Am Ende geht es darum, gemeinsam zu lernen. Mit- und voneinander. Messen wir uns nicht an dem, was wir beherrschen. Messen wir uns an dem, was wir nicht beherrschen und es trotzdem probieren. Wir brauchen ein Mindset der Offenheit zu scheitern. In etwas nicht gut zu sein. Sich auch mal lächerlich zu machen. Die Schmerzen außerhalb der Komfortzone als Wachstumsschmerzen anzuerkennen.

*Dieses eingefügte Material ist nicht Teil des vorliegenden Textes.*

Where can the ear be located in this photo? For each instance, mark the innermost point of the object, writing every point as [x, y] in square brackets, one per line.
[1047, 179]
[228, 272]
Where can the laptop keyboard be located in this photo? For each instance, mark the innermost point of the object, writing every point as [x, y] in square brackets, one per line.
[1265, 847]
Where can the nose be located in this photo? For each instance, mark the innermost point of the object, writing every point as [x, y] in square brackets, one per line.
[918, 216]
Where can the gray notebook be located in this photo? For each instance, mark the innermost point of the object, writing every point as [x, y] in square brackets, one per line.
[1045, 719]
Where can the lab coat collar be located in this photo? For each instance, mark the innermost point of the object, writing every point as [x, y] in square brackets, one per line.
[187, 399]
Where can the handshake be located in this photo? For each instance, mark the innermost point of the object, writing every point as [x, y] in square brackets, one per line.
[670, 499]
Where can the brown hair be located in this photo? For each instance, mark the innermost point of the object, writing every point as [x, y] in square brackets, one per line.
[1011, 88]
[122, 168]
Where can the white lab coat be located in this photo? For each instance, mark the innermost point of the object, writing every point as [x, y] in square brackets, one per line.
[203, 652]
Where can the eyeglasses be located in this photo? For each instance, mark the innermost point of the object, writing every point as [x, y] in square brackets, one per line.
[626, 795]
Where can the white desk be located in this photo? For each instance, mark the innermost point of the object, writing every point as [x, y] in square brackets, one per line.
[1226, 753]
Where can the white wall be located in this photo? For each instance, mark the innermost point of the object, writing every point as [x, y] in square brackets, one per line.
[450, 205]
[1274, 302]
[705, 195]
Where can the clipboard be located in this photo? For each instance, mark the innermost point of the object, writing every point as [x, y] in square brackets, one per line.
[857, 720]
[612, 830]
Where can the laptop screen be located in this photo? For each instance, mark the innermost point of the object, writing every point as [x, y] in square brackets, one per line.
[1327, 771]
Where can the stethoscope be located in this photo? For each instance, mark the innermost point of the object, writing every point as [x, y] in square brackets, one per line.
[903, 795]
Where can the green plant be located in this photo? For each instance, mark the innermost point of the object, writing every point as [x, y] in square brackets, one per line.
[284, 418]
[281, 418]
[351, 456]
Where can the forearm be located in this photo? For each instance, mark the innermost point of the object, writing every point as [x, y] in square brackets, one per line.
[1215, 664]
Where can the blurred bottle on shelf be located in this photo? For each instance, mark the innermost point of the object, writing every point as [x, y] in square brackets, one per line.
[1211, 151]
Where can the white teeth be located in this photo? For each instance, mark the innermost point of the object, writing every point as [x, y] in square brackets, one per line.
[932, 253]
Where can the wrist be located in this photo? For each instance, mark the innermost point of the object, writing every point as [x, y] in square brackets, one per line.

Ego steht guter Führung und Wachstum im Weg
Was uns dabei häufig im Weg steht? Unser Ego. Vor allem Führungskräfte haben tief in ihrem Selbstverständnis eine vermeintliche Unfehlbarkeit verankert, die wir mit aller Kraft aufrechterhalten wollen. Du hast eine Frage? Ich kenne die Antwort. Du hast ein Problem? Habe ich schon zig Mal so gelöst. Blinde Flecken? Gibt’s nicht. Ich sage: Neee. Lasst uns das nicht mehr so tun. Wer in der heutigen Welt eine erfolgreiche Führungskraft sein möchte, muss in der Lage sein, sich vulnerabel vor die eigene Mannschaft zu stellen und zu den Grenzen der eigenen Fähigkeiten zu stehen. Und dabei auch nicht die Befürchtung zu haben, dass einem die Kolleg*innen einen Strick daraus drehen. Im gleichen Atemzug können wir unsere Organisationen motivieren, lebenslanges Lernen als etwas Gutes anzuerkennen und eine Arbeitsumgebung zu schaffen, in der wir gemeinsam Themen erkunden und für uns begreifen.
Daher möchte ich Sie ermutigen, einmal darüber nachzudenken:
Was möchten Sie als Nächstes lernen?